Health system efficiency analysis

Health system efficiency analysis assesses how well health systems convert resources (financing, workforce, infrastructure) into health system outputs (health services) and outcomes.

Key analytical methods

Descriptive benchmarking

Data Envelopment Analysis (DEA)

Regression based relative efficiency

Extension to panel data

Use in health system performance assessment

This code summarizes key health system efficiency analyses that can be used in Health system performance assessment (HSPA).

library(tidyverse)
library(ggplot2)
library(ggrepel)
library(readxl)
library(Benchmarking)
library(frontier)
library(here)
library(sf)
library(dplyr)
library(stringr)

Descriptive benchmarking

dat <- read_excel(here ("data/data_TZ.xlsx"))

Macro-benchmarking:

  1. CCI vs Health workforce density
##Plotting
ggplot(dat, aes(x = hwf_density, y = cci)) +
  geom_point(size = 3) +
  geom_smooth(method = "lm", se = FALSE, color = "black") +
  geom_text_repel(aes(label = adminlevel_1), size = 3) +
  annotate(
    "text",
    x = Inf,
    y = -Inf,
    label = eqn_text,
    hjust = 1.1, vjust = -0.5,
    size = 4
  ) +
  labs(
    title = "Composite Coverage Index vs Health workforce density",
    x = "Health workforce density",
    y = "Composite Coverage Index"
  ) +
  theme_bw()
## `geom_smooth()` using formula = 'y ~ x'

Interpretation

DEA analysis

Given resources available in each region, how efficiently are they converted into health services and coverage?

Unit of analysis

Region (adminlevel_1)

Model choice (DEA specification)

Orientation: Output oriented

  • How much service coverage could be achieved given the current resources?

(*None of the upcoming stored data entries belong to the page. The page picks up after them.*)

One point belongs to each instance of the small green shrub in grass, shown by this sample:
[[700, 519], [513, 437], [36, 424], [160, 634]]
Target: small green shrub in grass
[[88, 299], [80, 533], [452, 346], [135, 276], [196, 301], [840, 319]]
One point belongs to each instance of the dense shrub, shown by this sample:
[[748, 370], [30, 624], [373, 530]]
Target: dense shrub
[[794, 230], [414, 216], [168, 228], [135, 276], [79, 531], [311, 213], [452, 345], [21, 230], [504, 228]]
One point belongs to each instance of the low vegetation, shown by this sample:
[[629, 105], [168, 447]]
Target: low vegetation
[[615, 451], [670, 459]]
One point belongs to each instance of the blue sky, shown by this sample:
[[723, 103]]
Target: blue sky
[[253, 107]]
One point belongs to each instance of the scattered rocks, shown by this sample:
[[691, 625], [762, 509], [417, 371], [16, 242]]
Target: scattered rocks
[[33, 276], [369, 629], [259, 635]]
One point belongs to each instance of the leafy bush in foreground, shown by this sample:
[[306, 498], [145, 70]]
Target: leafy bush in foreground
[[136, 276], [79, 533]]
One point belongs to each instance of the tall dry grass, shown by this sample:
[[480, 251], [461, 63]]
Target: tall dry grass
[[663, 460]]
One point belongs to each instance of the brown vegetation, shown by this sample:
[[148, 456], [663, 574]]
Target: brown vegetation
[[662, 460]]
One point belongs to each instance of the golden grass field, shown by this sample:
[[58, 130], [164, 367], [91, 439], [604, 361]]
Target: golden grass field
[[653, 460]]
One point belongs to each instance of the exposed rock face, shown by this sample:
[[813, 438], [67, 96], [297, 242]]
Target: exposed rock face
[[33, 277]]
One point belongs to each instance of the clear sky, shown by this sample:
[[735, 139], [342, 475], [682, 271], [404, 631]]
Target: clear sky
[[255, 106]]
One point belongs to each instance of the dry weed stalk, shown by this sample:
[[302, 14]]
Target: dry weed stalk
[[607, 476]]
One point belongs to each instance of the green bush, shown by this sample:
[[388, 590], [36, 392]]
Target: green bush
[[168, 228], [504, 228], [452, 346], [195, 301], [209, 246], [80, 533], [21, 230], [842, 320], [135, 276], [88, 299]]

Returns to scale (how an increase in all inputs affects output) : Variable returns to scale (VRS) - (allows for increasing, decreasing and constant return to scale)

  • Allowing for heterogeneity across regions: Regions differ in size, population and system maturity

Inputs and outputs used

Inputs (resources)

  • Total Health expenditure per capita (total_health_exp_pc)

  • Health workforce density (hwf_density)

  • Facility density (fac_density)

Outputs

  • Composite coverage index for RMNCAH (cci)

Analysis

## Define input and output matrix
x <- as.matrix(dat[, c("total_health_exp_pc", "hwf_density", "fac_density")])
y <- as.matrix(dat[, c("cci")])

Run DEA

  • Output-Oriented DEA Scores : In an output-oriented Data Envelopment Analysis (DEA) model, the raw efficiency score (output expansion factor) is often formulated to measure the potential for output expansion with the same level of inputs.
  • In this case, a score of 1 indicates efficiency, while a score greater than 1 indicates inefficiency (the unit could produce more output). It is common practice to express this as 1/raw eff score (Technical efficiency) so that the score falls within the standard 0 to 1 range, where 1 is efficient.
## Knowing more about dea(), please run: ??dea()
dea_res <- dea(
  X = x,
  Y = y,
  RTS = "vrs",
  ORIENTATION = "out"
)

#Output oriented DEA produce: Output expansion factor (values >1)
#Converting to efficiency scores (0-1), inverse
dat$dea_eff <- dat$dea_eff <- 1/dea_res$eff
summary(dat$dea_eff)
##    Min. 1st Qu.  Median    Mean 3rd Qu.    Max. 
##  0.7934  0.9004  0.9782  0.9472  1.0000  1.0000

Presenting findings

Convert efficiency scores into percentage for easier interpretation (e.g.):

  • 100% → region is efficient

  • 70% → region could increase outputs by ~30% with current resources

Group DEA efficiency (%)
High efficiency ≥90%
Medium efficiency 75-89%
Low efficiency <75%
dat$dea_eff_pct <- dat$dea_eff *100

dat$dea_eff_cat <- cut(
  dat$dea_eff_pct,
  breaks = c(0, 75, 90, 100.01),
  labels = c("Low efficiency", "Medium efficiency", "High efficiency"),
  right = FALSE
)

Maps

tz_shp <- st_read (here ("Mapping/Tanzania/gadm41_TZA_1.shp"))
## Reading layer `gadm41_TZA_1' from data source 
##   `D:\Sophy\MSC_EAB\2021_2022\Countdownto2030\UManitoba_consultancy\HSPA_WHOGeneva\Draft Module 5\Analysis\Mapping\Tanzania\gadm41_TZA_1.shp' 
##   using driver `ESRI Shapefile'
## Simple feature collection with 26 features and 11 fields
## Geometry type: MULTIPOLYGON
## Dimension:     XY
## Bounding box:  xmin: 29.32717 ymin: -11.7457 xmax: 40.44514 ymax: -0.9857875
## Geodetic CRS:  WGS 84
tz_shp <- tz_shp %>%
  mutate(
    region_clean = str_replace(NAME_1, "\\s+Region$", "")
  )

setdiff(dat$adminlevel_1, tz_shp$region_clean)
## character(0)
tz_map <- tz_shp %>% 
  left_join(dat, by = c("region_clean" = "adminlevel_1"))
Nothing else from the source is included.